Page MenuHomePhabricator

AbuseFilter API "aflprop=details" should allow querying finer grained variables
Open, In Progress, Needs TriagePublicFeature

Description

This makes it easier to analyze past hits like this without returning old wikitext and new wikitext which makes queries less efficient.

Related Objects

Event Timeline

It might be useful to provide some examples of what you mean by "querying finer grained variables" 🙂

TheresNoTime changed the subtype of this task from "Task" to "Feature Request".Jul 16 2022, 4:28 PM

So for the software that analyzes past hits, I only needed specific variables (other fields are ignored when parsing the json response) It would be nice if there is some sort of afldetailsprop that allows selecting specific variables such as {add,remov}ed_lines to reduce bandwidth usage.
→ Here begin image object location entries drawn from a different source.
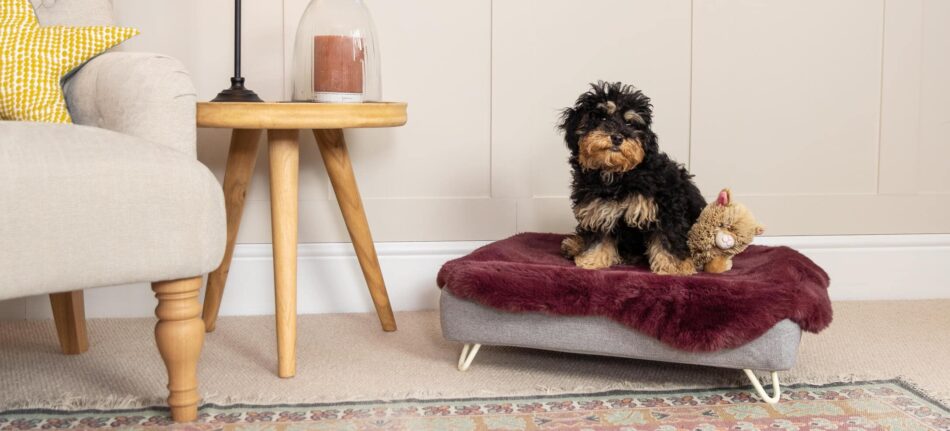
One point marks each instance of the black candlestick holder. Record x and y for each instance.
(237, 92)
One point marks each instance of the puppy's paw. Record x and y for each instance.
(665, 263)
(641, 211)
(685, 268)
(599, 256)
(571, 246)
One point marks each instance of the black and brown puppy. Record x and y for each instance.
(629, 198)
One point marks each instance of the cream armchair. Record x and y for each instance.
(116, 198)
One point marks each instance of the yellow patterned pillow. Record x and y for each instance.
(34, 59)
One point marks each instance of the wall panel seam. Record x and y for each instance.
(880, 106)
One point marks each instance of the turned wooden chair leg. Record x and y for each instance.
(69, 313)
(179, 334)
(241, 160)
(340, 170)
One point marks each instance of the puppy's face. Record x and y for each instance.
(608, 129)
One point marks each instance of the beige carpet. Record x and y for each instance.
(347, 357)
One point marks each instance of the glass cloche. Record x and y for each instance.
(336, 55)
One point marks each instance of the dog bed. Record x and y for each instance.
(522, 292)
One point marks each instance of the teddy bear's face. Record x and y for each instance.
(735, 227)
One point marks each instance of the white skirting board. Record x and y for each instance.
(329, 279)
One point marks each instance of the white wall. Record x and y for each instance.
(826, 117)
(873, 267)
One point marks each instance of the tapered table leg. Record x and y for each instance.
(337, 160)
(241, 160)
(284, 154)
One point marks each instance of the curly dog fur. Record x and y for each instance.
(630, 199)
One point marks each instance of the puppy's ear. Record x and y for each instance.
(572, 121)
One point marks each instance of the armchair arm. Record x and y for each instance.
(149, 96)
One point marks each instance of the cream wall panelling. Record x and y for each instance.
(807, 126)
(822, 131)
(915, 128)
(327, 273)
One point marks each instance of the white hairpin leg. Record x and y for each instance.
(776, 389)
(468, 355)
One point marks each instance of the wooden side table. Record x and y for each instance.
(283, 122)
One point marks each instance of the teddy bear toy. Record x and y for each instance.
(724, 229)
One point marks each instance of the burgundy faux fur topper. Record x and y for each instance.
(703, 312)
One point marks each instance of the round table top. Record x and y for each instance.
(300, 115)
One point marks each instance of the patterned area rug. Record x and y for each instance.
(877, 405)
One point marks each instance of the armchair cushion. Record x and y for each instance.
(34, 60)
(149, 96)
(84, 207)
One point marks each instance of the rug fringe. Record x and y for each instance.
(73, 402)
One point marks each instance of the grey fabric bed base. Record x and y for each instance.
(471, 323)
So, something like the iiextmetadatafilter parameter for prop=imageinfo? I agree this would be useful. A typical filter hit is around 100 KB, and some filters on enwiki get tens of thousands of hits in a year. It would be nice to find out which parts of the filter are actually matching anything, without downloading gigabytes of data.

Supporting brotli compression (T137979), at least for API, might also help here.

+1 for this. Working with the API to inspect past hits, I often encounter the following warning, even with very low limits (less than 50):

This result was truncated because it would otherwise be larger than the limit of 12,582,912 bytes.

Because of this, I have to implement in my script a test for this warning, then when required, rerun the query with an even lower limit.

And it makes checking thousands of hits quite slow, whereas I could leverage the limit of 500 (and even 5,000 as a sysop).

Change 915406 had a related patch set uploaded (by Matěj Suchánek; author: Matěj Suchánek):

[mediawiki/extensions/AbuseFilter@master] Support vars selection via list=abuselog

https://gerrit.wikimedia.org/r/915406

matej_suchanek changed the task status from Open to In Progress.May 6 2023, 10:20 AM
matej_suchanek claimed this task.

Alternatively, could also a "negative mode" be implemented?

Namely, the variables that are responsible for the huge API responses are old_wikitext and new_wikitext. Therefore, a negative mode would be an additional user-friendly way of drastically reducing the size of the API responses.